No standardised method of describing the discriminant part of a discriminated union (in TDF probably represented by a struct containing the discriminant and the union).
The distinction between ANSI prototyped and non-prototyped functions (this is a real problem for functions taking float)
No standardised method for PASCAL sets.
No standardised method for subrange types.
PASCAL and Modula have a WITH construct to change semantics of record field lookup. No standardised method for documenting this.
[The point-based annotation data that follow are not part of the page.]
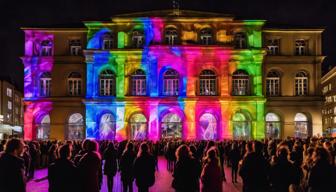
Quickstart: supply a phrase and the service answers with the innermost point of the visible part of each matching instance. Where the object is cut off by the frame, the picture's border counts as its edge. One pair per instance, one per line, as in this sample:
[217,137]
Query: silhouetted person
[34,156]
[211,175]
[254,170]
[90,169]
[27,159]
[282,171]
[126,167]
[63,174]
[12,169]
[82,152]
[144,169]
[187,171]
[2,145]
[321,176]
[110,166]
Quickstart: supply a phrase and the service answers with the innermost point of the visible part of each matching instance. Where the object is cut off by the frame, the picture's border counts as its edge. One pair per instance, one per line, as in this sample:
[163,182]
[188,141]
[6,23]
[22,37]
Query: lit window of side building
[328,81]
[194,77]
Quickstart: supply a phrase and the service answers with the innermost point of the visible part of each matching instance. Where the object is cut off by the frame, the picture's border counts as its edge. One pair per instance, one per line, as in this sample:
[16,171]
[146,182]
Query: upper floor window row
[273,84]
[45,48]
[171,36]
[300,47]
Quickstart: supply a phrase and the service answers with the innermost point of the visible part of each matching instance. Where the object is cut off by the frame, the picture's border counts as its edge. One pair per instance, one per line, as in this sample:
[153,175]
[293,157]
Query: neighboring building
[157,75]
[11,110]
[292,80]
[329,108]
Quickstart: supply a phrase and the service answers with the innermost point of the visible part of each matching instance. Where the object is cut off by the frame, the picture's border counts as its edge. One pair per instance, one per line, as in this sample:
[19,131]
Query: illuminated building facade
[329,108]
[11,109]
[152,75]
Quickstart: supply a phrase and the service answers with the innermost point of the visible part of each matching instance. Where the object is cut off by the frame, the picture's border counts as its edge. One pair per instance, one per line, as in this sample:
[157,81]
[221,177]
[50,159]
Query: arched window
[301,125]
[171,36]
[46,48]
[171,83]
[138,83]
[240,83]
[208,126]
[45,84]
[208,83]
[107,82]
[273,126]
[75,127]
[301,84]
[75,84]
[171,126]
[206,36]
[241,126]
[240,41]
[273,84]
[138,39]
[107,127]
[107,41]
[138,124]
[43,128]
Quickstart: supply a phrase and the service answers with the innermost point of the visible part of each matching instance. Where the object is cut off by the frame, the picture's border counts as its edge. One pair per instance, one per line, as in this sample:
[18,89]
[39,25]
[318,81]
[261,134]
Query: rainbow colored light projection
[187,115]
[154,116]
[34,66]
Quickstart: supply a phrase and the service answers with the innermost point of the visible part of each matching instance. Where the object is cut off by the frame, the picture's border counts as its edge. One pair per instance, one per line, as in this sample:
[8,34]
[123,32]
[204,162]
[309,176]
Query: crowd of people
[269,165]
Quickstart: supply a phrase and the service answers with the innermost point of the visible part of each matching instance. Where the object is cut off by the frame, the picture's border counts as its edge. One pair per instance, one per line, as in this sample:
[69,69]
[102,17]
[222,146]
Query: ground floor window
[171,126]
[241,126]
[273,126]
[138,124]
[301,125]
[208,126]
[75,127]
[43,128]
[107,127]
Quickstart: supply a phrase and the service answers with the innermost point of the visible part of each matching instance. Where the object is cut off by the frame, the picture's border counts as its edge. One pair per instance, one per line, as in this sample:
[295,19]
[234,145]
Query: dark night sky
[15,14]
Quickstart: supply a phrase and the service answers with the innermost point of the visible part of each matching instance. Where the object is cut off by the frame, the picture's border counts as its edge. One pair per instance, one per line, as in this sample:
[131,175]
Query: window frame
[138,83]
[273,84]
[241,80]
[301,84]
[74,84]
[107,83]
[171,83]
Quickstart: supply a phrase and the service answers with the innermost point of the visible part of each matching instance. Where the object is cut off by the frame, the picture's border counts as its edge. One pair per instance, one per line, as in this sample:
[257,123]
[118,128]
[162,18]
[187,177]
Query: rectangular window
[75,47]
[139,87]
[240,86]
[170,87]
[74,86]
[45,86]
[107,87]
[272,86]
[9,105]
[9,92]
[273,47]
[301,86]
[301,47]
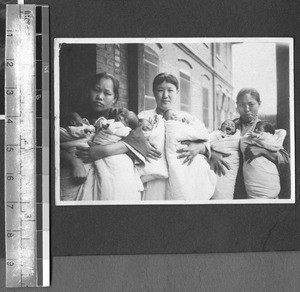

3.2. Areas for further abstraction

3.2.1. Compilation related

How a running program has been created from several components is of interest when debugging. The present system cannot record all details of how a program has been created. In particular there is no indication of the source language of any piece of TDF, nor of the full name of any of the source files.

3.2.2. C related

At present there is no defined link between the fundamental C types and the VARIETYs etc. used for them. Present installers for 32 bit machines cannot distinguish between int and long when generating diagnostics, other than by means of the standard token names which form part of the C producer language interface.

3.2.3. Naming of types

At present various DIAG_TYPEs have names, some don't. I suspect we should make a separate is_named operation and remove the other names.

3.3. Postscript - ANDF-DE

As this section makes clear, the TDF Diagnostic Specification was only ever really intended to deal with C. As of 1997, a more extensive diagnostic extension to TDF, ANDF-DE, is under development by DDC-I. This has been designed with the requirements of C, C++ and Ada in mind. It is intended that eventually ANDF-DE will be incorporated into the TDF specification, and the diagnostic format described here will be denegrated.